Sunday, 25 September 2016
Last updated 1 day ago
Sep 11 2009 | 1:28pm ET
Not even the crimson elite are immune from market upheaval. Harvard University’s endowment, which is heavily invested in private equity, hedge funds and other alternative investments, dropped 27.3% during the fiscal year ending June 30, but despite the decline, the universtory’s long-term performance remains solid.
The 5-year annualized return was 6.2, and the 10-year annualized return was 8.9%, with the overall value of Harvard’s endowment now standing at $26 billion.
“During the 2009 fiscal year we saw extreme volatility and financial dysfunction impacting markets around the world as well as the Harvard portfolio,” Harvard Management Company President and CEO Jane Mendillo told the Harvard Gazette.

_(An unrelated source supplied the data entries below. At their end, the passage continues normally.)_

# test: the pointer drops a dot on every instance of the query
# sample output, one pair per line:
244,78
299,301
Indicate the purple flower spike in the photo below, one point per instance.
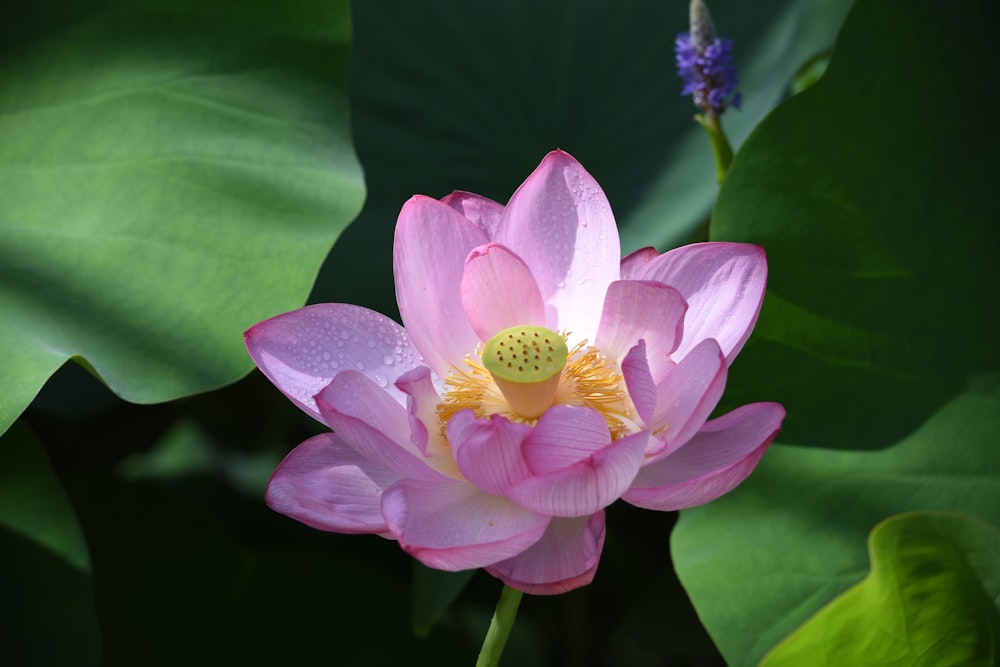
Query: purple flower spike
705,63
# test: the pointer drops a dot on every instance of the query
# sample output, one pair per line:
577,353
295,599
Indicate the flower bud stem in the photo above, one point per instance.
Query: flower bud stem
500,627
721,150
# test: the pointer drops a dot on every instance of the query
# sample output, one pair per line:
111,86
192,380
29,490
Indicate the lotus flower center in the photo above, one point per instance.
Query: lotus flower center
526,363
523,371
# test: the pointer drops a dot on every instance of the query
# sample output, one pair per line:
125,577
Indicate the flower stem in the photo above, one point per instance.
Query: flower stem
500,626
721,149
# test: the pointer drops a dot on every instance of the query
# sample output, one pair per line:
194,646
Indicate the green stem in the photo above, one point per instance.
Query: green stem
721,149
500,626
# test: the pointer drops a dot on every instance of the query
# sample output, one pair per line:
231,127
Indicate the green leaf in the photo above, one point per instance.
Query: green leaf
928,601
761,560
46,574
470,96
170,174
873,195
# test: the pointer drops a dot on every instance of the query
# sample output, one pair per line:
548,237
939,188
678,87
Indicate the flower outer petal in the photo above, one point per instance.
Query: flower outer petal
687,395
302,350
635,309
723,284
431,243
716,460
373,424
560,223
488,451
565,558
482,211
455,526
639,381
327,485
422,399
498,291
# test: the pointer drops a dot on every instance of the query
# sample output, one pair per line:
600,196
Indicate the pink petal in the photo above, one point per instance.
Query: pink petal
565,558
723,284
639,381
498,291
638,309
455,526
712,463
482,211
431,243
687,395
327,485
560,223
634,263
373,424
488,451
578,469
301,351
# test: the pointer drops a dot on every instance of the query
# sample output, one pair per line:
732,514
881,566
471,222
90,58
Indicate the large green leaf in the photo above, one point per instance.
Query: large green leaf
928,601
46,574
873,195
470,96
170,173
760,561
175,586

“HMC actively managed the endowment through truly unprecedented conditions over the past year while maintaining the long-term focus on investment opportunities that has served Harvard so well historically.”
During the fiscal year, the endowment slashed commitments to private equity and real estate by $3 billion—to $8 billion from $11 billion. Yale President Richard Levin wrote a letter to faculty and staff explaining that the losses from these two asset classes would be offset by budget cuts, specifically staff layoffs and postponing campus expansion plans.